Concept

English cuisine

Summary
English cuisine encompasses the cooking styles, traditions and recipes associated with England. It has distinctive attributes of its own, but also shares much with wider British cuisine, partly through the importation of ingredients and ideas from the Americas, China, and India during the time of the British Empire and as a result of post-war immigration. Some traditional meals, such as bread and cheese, roasted and stewed meats, meat and game pies, boiled vegetables and broths, and freshwater and saltwater fish have ancient origins. The 14th-century English cookbook, the Forme of Cury, contains recipes for these, and dates from the royal court of Richard II. English cooking has been influenced by foreign ingredients and cooking styles since the Middle Ages.

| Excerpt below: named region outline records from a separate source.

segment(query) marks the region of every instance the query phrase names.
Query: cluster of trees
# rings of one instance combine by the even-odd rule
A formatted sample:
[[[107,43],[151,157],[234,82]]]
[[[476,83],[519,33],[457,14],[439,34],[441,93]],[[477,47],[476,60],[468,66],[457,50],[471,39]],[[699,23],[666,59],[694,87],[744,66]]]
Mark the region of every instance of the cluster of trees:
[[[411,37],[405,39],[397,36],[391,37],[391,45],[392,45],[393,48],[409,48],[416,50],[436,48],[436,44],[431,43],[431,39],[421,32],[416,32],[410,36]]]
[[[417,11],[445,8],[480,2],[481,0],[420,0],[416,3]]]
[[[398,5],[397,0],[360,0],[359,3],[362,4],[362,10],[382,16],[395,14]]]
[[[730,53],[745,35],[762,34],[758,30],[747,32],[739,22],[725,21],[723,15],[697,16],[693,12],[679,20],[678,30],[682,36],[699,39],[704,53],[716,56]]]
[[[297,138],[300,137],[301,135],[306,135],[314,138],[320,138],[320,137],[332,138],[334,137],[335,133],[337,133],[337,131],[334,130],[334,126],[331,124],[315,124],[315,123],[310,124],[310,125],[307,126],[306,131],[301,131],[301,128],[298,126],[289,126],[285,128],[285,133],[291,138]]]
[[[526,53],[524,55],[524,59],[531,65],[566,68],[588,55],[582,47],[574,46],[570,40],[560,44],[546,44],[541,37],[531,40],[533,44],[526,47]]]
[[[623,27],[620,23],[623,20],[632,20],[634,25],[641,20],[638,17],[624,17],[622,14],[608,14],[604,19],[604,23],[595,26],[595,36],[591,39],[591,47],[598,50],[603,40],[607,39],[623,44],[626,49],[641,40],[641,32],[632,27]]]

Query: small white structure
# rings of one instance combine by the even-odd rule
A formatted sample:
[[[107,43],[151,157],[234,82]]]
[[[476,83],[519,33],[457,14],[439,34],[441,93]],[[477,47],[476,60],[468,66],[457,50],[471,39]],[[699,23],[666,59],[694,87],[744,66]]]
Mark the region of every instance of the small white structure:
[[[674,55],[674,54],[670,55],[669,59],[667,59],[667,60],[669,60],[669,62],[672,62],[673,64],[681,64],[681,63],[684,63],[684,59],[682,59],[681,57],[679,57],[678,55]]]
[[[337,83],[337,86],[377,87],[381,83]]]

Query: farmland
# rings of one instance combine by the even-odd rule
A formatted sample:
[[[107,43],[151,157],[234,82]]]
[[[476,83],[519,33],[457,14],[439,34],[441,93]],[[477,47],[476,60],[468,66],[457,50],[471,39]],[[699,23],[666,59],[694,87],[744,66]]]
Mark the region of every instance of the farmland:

Curry was introduced from the Indian subcontinent and adapted to English tastes from the eighteenth century with Hannah Glasse's recipe for chicken "currey". French cuisine influenced English recipes throughout the Victorian era. After the rationing of the Second World War, Elizabeth David's 1950 A Book of Mediterranean Food had wide influence, bringing Italian cuisine to English homes. Her success encouraged other cookery writers to describe other styles, including Chinese and Thai cuisine. England continues to absorb culinary ideas from all over the world. English cooking has developed over many centuries since at least the time of The Forme of Cury, written in the Middle Ages around 1390 in the reign of King Richard II. The book offers imaginative and sophisticated recipes, with spicy sweet and sour sauces thickened with bread or quantities of almonds boiled, peeled, dried and ground, and often served in pastry. Foods such as gingerbread are described. It was not at all, emphasises Clarissa Dickson Wright in her A History of English Food, a matter of large lumps of roast meat at every meal as imagined in Hollywood films. Instead, medieval dishes often had the texture of a purée, possibly containing small fragments of meat or fish: 48% of the recipes in the Beinecke manuscript are for dishes similar to stews or purées.